Written by Dr. Amy Smith-Morris, BSP, PHARMD
Saskatoon, Saskatchewan, Canada
I spent my 20’s attending university. Undergraduate in pharmacy, masters, and finally, a doctorate from the University of Toronto. I specialized as an oncology pharmacist. I know a lot about drugs but even more about chemotherapy and how to care for someone with cancer - the best job in the world.
I had just turned 30 years old and life was exciting. My fiancé and I bought our first house and we were set to get married at the end of September. After our wedding we travelled to Italy and Greece for two weeks. We did what everyone should do if travelling to Italy and Greece – we ate our way through the countries. Pizza, cheese, wine. So needless to say, when we had returned home, I had gained a bit of weight but nothing unusual. I’m very athletic so I was certain the weight would come off quickly once I got back to healthy eating and exercising.
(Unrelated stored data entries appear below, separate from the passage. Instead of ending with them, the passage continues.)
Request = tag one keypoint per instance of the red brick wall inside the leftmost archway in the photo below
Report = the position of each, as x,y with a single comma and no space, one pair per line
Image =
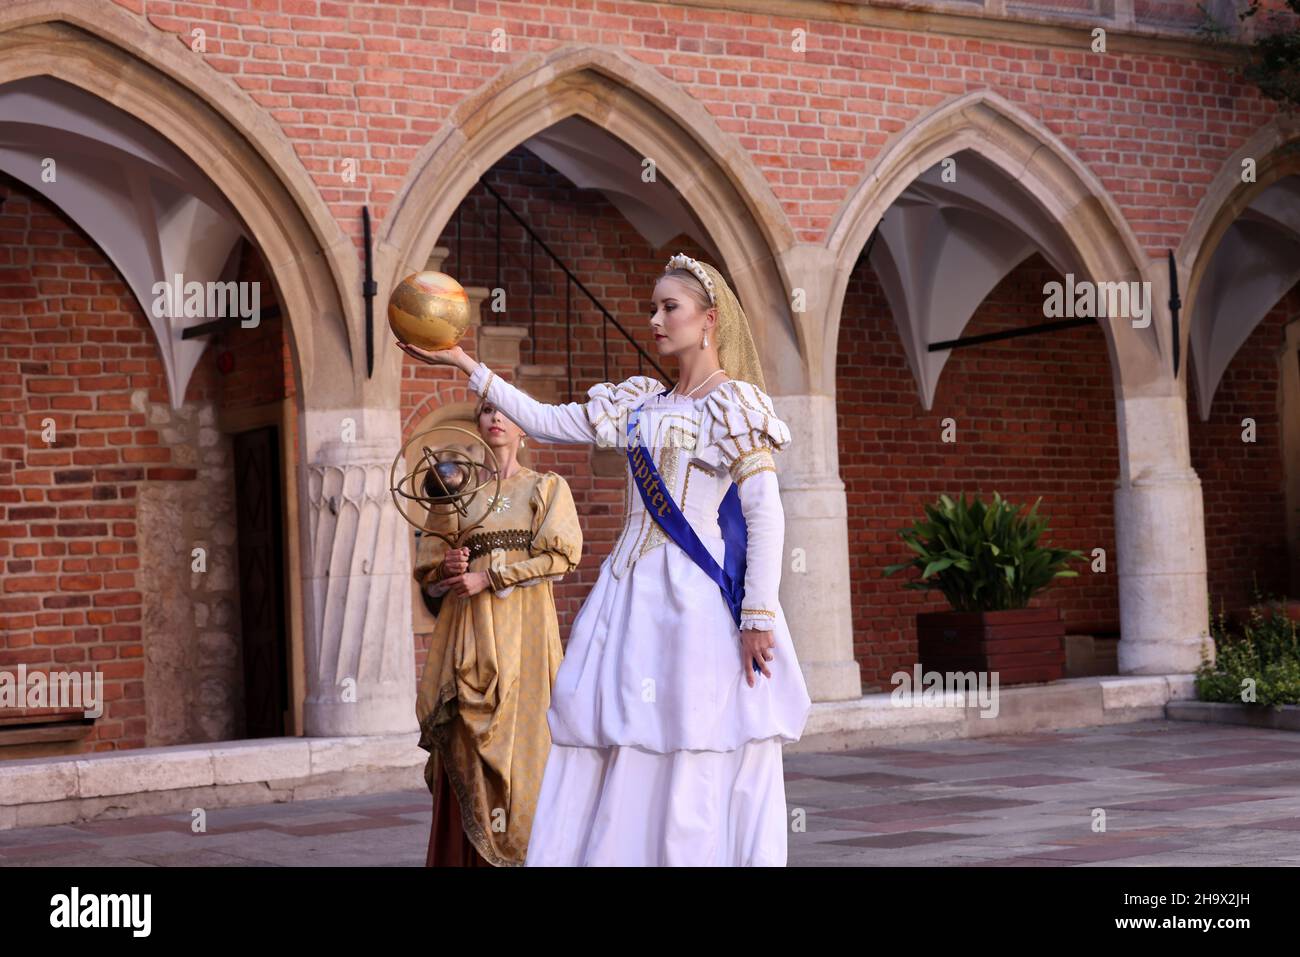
77,353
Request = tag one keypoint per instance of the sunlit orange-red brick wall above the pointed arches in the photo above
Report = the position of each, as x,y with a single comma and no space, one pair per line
363,81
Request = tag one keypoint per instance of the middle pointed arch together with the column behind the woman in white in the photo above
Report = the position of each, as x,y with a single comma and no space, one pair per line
635,107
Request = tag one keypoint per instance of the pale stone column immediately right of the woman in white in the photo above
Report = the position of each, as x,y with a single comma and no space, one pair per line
816,581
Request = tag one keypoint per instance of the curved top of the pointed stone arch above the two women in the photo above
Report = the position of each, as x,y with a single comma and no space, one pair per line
648,112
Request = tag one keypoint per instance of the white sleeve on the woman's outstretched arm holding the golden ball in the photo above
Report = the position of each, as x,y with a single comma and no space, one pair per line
596,422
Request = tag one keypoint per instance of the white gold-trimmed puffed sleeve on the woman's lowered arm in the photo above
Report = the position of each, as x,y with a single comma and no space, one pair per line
744,435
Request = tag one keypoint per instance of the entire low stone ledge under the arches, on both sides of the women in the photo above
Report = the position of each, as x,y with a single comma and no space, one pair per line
229,774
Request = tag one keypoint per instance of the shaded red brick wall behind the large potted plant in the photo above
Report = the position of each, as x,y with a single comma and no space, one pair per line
1035,417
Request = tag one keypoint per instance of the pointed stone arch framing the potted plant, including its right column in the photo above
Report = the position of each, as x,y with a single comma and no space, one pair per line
1159,512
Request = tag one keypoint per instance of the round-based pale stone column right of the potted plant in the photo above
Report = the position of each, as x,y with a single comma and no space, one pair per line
1160,529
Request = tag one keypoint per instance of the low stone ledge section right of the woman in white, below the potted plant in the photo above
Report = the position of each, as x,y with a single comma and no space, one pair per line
1076,703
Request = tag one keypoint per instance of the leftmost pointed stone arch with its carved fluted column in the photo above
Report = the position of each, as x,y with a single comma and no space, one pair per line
353,571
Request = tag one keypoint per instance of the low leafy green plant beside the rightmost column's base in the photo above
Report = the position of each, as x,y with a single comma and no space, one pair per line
1266,656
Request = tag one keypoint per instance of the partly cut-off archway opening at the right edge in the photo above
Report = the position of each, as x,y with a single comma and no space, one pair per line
1242,256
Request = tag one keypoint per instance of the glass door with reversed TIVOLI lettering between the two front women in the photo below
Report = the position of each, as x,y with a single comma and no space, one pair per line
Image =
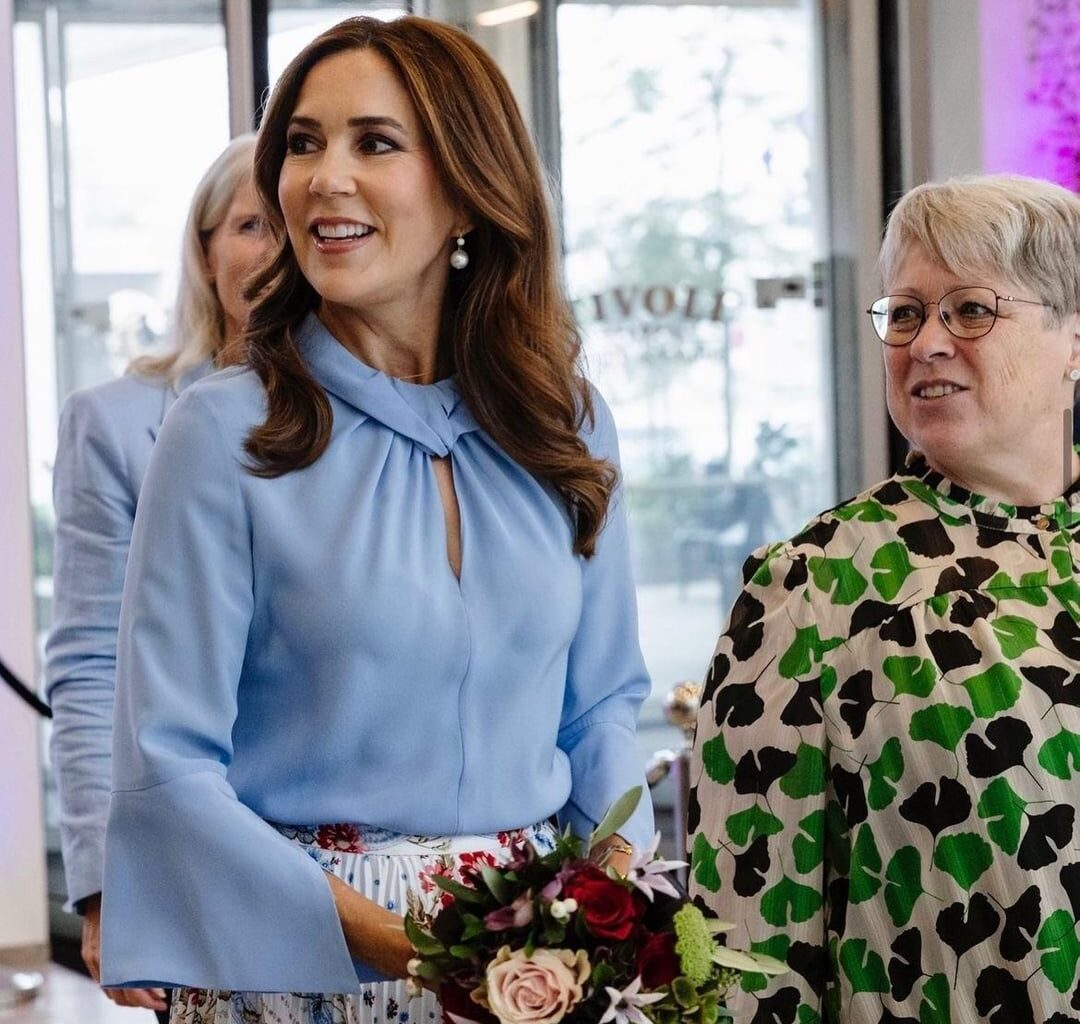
694,241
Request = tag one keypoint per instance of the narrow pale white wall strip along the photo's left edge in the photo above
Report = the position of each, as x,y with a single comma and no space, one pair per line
23,906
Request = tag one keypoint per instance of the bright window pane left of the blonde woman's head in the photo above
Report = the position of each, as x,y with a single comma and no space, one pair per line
129,201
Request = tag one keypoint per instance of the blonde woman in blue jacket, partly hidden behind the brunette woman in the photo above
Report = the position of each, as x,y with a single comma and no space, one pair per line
106,437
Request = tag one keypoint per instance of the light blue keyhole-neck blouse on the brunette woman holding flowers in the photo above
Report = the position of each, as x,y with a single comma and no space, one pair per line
299,650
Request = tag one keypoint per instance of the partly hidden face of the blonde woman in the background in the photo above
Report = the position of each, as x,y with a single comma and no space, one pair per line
236,247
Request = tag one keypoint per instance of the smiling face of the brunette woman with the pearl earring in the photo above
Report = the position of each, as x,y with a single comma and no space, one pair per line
368,218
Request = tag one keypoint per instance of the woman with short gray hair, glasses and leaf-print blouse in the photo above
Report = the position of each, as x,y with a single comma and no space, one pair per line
886,762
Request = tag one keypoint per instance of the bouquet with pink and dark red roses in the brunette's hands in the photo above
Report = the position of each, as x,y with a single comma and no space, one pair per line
553,938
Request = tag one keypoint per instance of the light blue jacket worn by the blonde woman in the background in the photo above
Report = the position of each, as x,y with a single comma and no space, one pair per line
106,437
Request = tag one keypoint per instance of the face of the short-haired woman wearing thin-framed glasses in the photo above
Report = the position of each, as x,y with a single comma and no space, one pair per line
985,412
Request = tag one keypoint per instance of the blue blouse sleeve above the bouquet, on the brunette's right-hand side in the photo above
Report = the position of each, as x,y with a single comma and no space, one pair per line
607,680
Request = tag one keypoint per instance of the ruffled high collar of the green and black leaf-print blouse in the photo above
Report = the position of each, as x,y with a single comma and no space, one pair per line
952,500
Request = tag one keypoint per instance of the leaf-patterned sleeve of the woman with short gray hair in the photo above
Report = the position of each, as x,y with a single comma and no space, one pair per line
759,815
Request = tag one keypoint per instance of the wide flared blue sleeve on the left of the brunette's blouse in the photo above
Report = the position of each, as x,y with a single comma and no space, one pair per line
199,891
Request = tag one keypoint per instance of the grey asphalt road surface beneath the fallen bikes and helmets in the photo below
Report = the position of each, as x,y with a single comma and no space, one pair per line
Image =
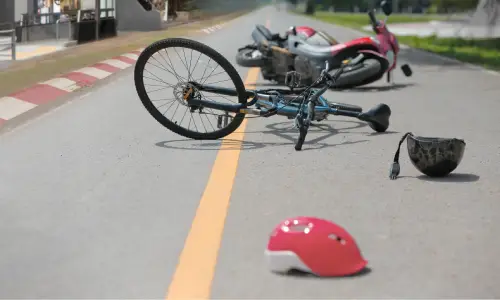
97,198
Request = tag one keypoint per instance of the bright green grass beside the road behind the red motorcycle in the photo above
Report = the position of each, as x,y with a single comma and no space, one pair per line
483,52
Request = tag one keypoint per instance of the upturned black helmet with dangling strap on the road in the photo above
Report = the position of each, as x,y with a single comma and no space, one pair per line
435,157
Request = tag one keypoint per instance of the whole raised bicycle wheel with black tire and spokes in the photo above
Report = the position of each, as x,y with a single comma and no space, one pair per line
195,54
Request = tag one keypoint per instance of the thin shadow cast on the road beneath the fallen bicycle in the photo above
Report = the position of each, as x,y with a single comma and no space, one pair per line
286,136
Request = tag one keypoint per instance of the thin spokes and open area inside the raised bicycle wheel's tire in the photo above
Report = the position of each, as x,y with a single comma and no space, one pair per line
168,73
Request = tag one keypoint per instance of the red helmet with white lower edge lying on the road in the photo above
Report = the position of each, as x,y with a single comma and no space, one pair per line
313,245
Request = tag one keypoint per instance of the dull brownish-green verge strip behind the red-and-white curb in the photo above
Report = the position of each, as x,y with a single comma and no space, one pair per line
22,74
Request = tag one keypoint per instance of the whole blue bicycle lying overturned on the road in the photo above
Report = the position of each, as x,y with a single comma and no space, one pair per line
304,105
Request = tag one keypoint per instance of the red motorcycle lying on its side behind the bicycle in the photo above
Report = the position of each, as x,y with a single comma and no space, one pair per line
304,51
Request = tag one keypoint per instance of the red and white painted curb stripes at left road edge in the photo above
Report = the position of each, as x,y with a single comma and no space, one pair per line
48,91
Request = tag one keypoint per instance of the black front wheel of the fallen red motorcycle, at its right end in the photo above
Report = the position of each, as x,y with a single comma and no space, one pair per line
359,75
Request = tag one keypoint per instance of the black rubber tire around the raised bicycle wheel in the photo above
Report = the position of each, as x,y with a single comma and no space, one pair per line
209,52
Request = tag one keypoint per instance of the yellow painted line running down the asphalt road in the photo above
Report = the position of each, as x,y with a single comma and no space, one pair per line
195,269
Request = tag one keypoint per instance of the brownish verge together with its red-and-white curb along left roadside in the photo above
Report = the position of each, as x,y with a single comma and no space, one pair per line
33,86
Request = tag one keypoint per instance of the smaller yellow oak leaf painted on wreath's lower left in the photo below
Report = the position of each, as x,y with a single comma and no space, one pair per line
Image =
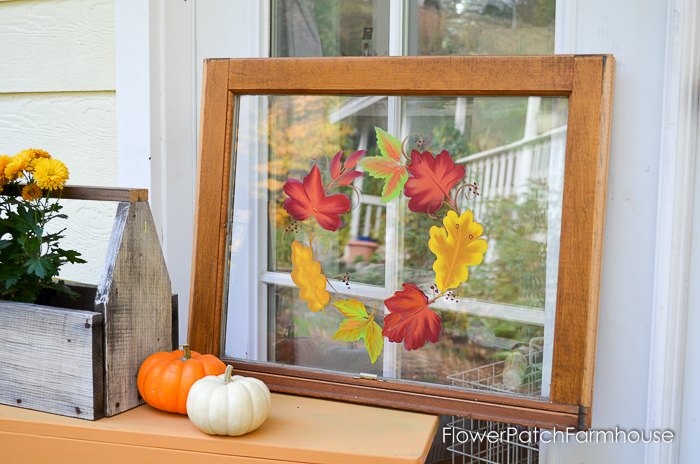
308,277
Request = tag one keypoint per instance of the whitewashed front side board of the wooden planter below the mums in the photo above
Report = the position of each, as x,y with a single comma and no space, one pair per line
52,359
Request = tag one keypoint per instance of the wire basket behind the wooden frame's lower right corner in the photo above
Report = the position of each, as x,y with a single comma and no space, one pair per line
521,374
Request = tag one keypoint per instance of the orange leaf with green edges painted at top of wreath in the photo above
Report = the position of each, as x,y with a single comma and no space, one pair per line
389,166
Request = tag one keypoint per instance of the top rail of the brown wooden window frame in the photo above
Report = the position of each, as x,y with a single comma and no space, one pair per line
454,75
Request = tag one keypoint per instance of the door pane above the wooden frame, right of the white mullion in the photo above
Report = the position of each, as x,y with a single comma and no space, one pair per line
479,27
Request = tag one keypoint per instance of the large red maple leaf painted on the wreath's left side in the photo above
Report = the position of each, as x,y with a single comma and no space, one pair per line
308,198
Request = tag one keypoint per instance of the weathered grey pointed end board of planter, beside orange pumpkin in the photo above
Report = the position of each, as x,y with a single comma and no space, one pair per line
135,297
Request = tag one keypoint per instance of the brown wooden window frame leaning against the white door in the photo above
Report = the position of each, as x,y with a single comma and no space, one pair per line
587,81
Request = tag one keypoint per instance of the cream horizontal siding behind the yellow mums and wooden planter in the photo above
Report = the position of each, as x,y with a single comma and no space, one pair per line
57,93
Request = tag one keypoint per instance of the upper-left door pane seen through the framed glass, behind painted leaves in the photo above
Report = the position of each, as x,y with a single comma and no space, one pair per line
303,131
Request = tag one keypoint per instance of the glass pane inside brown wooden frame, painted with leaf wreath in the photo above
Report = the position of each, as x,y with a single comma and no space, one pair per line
497,321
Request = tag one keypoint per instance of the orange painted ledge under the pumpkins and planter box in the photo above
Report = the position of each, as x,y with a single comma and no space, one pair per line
299,429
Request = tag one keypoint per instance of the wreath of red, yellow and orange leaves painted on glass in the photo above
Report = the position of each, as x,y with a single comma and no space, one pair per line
429,182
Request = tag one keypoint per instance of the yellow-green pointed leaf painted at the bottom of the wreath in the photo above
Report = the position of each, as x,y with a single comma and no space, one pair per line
359,325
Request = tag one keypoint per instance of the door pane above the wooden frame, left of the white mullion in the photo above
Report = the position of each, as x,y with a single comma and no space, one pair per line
330,28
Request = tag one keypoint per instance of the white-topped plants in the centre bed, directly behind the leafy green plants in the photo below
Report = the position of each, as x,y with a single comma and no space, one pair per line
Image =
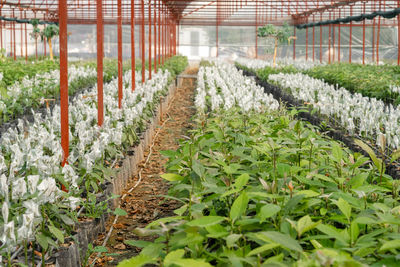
227,87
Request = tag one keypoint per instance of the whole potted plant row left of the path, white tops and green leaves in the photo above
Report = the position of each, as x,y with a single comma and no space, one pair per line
37,214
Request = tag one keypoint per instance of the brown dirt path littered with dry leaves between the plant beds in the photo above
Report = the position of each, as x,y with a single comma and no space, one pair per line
143,204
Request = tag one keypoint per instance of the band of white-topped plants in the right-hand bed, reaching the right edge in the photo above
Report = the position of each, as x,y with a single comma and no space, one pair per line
367,117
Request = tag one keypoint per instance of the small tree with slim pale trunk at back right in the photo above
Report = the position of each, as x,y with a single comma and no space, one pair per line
280,35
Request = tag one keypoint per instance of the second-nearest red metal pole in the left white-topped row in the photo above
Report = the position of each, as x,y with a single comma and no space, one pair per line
100,36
But that wasn’t the case.
Over the next couple of weeks, I didn’t lose any weight – I actually gained weight. The only other unusual symptom was heartburn. I had awful heartburn and had never had heartburn before – something was out of the norm. I was sent for an ultrasound of my abdomen and the results changed the trajectory of my life.
I had an ovarian tumor the size of a football - cancer. I was in complete shock. I laid down on my bed and felt like I was in a complete free fall.
I underwent a massive abdominal surgery to remove the tumor – thirty-seven staples to put me back together. And that was the easy part. Chemotherapy was next. I was about to experience first-hand the treatments I had been helping so many other patients through. I knew what was to come – which is both a good and a bad thing. I lived life hour to hour and day to day. It was difficult to imagine life after cancer because you are just trying to hold your head up to get to the next day. I finished chemotherapy in March 2017 and after a long recovery, I can say that I have been cancer free ever since.
My husband and I now enjoy checking things off our bucket list and living a “normal” life. On St. Patrick’s Day 2019, we welcomed our lucky little boy, Maximilian Christopher Morris. With just one ovary and after chemotherapy, turns out you really can put all your eggs in one basket.
I know first-hand that cancer is difficult (way beyond difficult) and that it’s hard for years after your done treatment. It doesn’t have to be the end. It doesn’t have to be the end of living.